Increase and Decrease of the Interest
Writers of the author's time espoused the idea that interest rates rose or fell as a result of the amount of money in the market - the less money, the more interest that must be paid. This is not always true or accurate.
It is not the gross amount of money, but the amount that the holders of capital seek to lend in contrast to the amount that borrowers seek to obtain that makes money scarce or plentiful. Men readily do business with notes when there is insufficient coin.
Interest rates become high when money can be put to productive use by many. The borrower can offer more interest because his undertaking will be highly profitable, and the creditor can demand more interest because many borrowers are competing for use of his capital - not to mention that there is ample opportunity for him to make use of his own capital profitably, and any borrower must offer more for it than a creditor could make of it on his own.
Too much is made of the impact of noblemen, landowners, and the rich, whose great sums of money would seem to have significant influence in the market. However, this is also not so: those who have great wealth have little need to borrow, not are they particularly interested in extending credit to risky ventures to earn high interest, but can make more than enough to cover their expenses by investing in low-risk ventures and earning as little as two percent, less if their fortunes be great.
This prince, however, has greater expenses as the welfare of all the people is his concern and enters into projects of massive scale to improve prosperity in his nation. Warfare is only one such undertaking, and receives inordinate attention, but like other enterprises it involves great expenses, a high level of risk, and an unprofitable outcome.

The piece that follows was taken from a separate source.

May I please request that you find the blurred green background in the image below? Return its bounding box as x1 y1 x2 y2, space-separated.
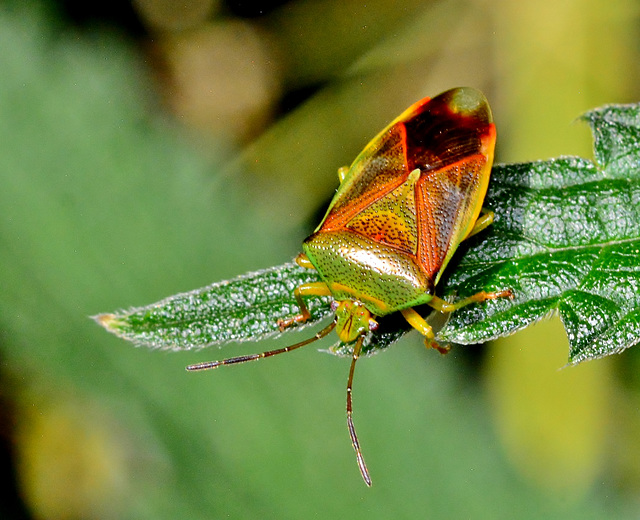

In the normal course of the market, the quantity of money in a state is most affected by the balance of its trade with other states: money is sent abroad to fetch products and brought in when foreign lands purchase domestic product. These two work against each other in terms of interest. To produce goods for export requires more money for materials and wages, which increases the demand for credit, and also increases the availability of money as foreign money is brought into the market. When goods are imported, there is no need to produce them locally, hence less need for credit, and meanwhile less money because it is being sent abroad.
This assumes that money is borrowed for productive purposes: it is quite a different situation when money is borrowed for consumption, such as when nobility and landowners ruin themselves by extravagance beyond their means. The interest a productive borrower will offer must consider the profit he will make of production, but the consumptive borrower has no such concern and is driven by his own appetites and irresponsibility in offering whatever interest is necessary to get him that which he wishes to indulge himself.
Another assumption is that the lenders of money seek personal profit by their investment. The prince and certain members of nobility may also be motivated to lend to improve the public welfare and to establish industry that will increase the prosperity of their nation, even though their money might earn greater return in more risky pursuits.
The regulation of interest by law is both foolish and futile. As previously described, forbidding a high rate of interest is tantamount to preventing economic development and ensuring credit is only extended to established and certain enterprises that present little risk. It is also futile in that people who need money desperately enough will find a way to obtain it by going outside the methods that are customary and easily observed and regulated.